Béru sort en haussant les épaules, reniflant, disant qu’il libère sa vessie surmenée contre ma personne, boutonnant son pantalon et claquant la porte.
Mon index expert feuillette l’annuaire des bigophones à la lettre F. Agilité, précision, douceur sont les principales qualités dudit index qu’apprécient particulièrement le voyageur perdu auquel il désigne la bonne route, et la dame esseulée dans une salle de cinéma où l’on projette un film nouvelle vague (à l’âme).

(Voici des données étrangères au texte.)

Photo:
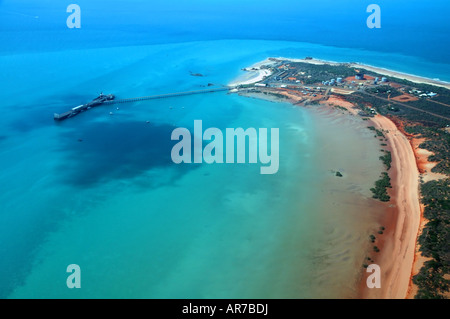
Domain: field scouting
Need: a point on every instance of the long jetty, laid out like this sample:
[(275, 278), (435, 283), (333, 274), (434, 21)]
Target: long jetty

Chose curieuse, je ne trouve pas un seul Fouassa dans le trop copieux ouvrage où se trouve résumé l’essentiel du curriculum de mes concitoyens, à savoir, leur nom, leur adresse, leur profession et leur numéro de téléphone. Je me jette after sur l’annuaire Genévoix et je me consacre particulièrement à la coquette cité de Vaucresson, dont le nom est un menu à lui tout seul. Je n’y trouve que mon Fouassa à moi. Il est décidément tiré à exemplaire unique, ce citoyen. Me voici fort embarrassé. Je sonne le rouquin du labo, et je lui demande de descendre. Voilà tout à coup que je m’emballe sur cet os, les gars. Et vous me connaissez : quand le ravissant San-A. prend feu pour un mystère, il n’a de cesse de l’avoir éclairci.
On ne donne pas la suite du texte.